The example above shows four colors in the first row, red, green, blue and yellow. All four have the same brightness (or luminance). The second row is the same four colors, only this time they have been desaturated. Because they are of the same brightness, once desaturated, they look the same. Finally, the third row is the same colors but this time they have been converted to grayscale. As you can see, There is an obvious difference.How do you know when to use which method. Using the desaturate creates a very flat image that is rarely, if ever, very impressive. Converting to grayscale is the obvious better choice. It should yield acceptable results, most of the time. Is the best choice? If you are using Adobe Photoshop Elements , it is. If you are using another program, such as Microsoft Digital Image Suite or Adobe Photoshop CS2 , there are still better ways.

Next week I will talk about using Channel Mixer to convert you colour photographs to black and white masterpieces.

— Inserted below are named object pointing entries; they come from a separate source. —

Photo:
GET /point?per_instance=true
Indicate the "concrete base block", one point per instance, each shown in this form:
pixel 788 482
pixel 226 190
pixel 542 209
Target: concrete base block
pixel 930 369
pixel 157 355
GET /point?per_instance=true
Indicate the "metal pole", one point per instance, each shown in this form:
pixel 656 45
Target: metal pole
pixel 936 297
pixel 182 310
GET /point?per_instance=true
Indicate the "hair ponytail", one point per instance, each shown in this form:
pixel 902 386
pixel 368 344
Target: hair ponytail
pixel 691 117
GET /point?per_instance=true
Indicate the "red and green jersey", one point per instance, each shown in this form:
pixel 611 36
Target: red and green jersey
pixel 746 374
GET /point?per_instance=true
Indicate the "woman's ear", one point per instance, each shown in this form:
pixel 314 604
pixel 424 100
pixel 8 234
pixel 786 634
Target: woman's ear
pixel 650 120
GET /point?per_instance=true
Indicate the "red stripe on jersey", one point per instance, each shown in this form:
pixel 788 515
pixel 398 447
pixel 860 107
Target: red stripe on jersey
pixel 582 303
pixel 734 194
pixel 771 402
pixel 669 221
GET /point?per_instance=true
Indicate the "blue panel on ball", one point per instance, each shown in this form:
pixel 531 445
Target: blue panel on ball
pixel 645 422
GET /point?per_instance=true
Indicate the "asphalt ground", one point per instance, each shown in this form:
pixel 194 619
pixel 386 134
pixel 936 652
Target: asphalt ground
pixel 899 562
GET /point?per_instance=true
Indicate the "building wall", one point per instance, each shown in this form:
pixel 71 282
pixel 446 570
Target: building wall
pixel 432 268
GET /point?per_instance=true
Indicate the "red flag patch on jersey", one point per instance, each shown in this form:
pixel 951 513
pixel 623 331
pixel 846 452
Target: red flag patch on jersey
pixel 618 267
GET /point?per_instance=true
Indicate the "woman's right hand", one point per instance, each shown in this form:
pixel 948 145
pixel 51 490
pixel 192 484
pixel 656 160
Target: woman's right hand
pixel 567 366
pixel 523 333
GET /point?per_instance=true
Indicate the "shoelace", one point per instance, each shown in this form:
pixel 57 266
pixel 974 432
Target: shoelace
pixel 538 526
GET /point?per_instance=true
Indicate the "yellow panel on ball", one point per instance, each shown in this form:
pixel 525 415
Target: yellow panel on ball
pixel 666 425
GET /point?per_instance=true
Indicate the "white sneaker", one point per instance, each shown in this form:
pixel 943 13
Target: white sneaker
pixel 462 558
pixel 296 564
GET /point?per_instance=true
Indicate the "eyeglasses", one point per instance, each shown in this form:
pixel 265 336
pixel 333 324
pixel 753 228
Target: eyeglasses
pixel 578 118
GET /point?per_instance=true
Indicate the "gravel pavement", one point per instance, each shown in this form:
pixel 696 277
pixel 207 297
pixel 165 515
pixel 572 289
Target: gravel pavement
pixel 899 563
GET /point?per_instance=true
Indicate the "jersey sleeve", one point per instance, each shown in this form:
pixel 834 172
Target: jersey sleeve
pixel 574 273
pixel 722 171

The digital photography tip of the week is written by the PCIN Assistant Editor, Chris Empey. Chris is a long time photographer and is currently the President of the Niagara Falls Camera Club. You can see more of his photography at his Photo of the Day website. If you have a tip to send Chris, or a question about digital photography he can address in the newsletter, send it to chris@pcin.net.

Comments 2

  • Dear Chris,

    You did not say how to convert to a greyscale image but looking in the help area it stated to click on “Enhance>Adjust Color>Remove Color” to convert to greyscale in Photoshop Elements II.

    Having created an image using the “Desaturated” method and also the “Greyscale” method, and saving each, I cannot see any difference at all. In fact both files turned out the same size also.

    Am I doing something wrong?

    Thanks,

    Cameron

  • Hello Cameron,

    It sounds as though the remove color command in PS Elements II is desaturating the image, not converting it to grayscale. I am sorry but I do not have a copy of Elements II to test with however, if you use the image from the article of the three squares, and try both methods, and compare the change in the top row to the two examples I provided, that should provide you answer.

    In the new versions of Elements/CS2, you can convert the image to grayscale using the Image=>Mode=>Grayscale command.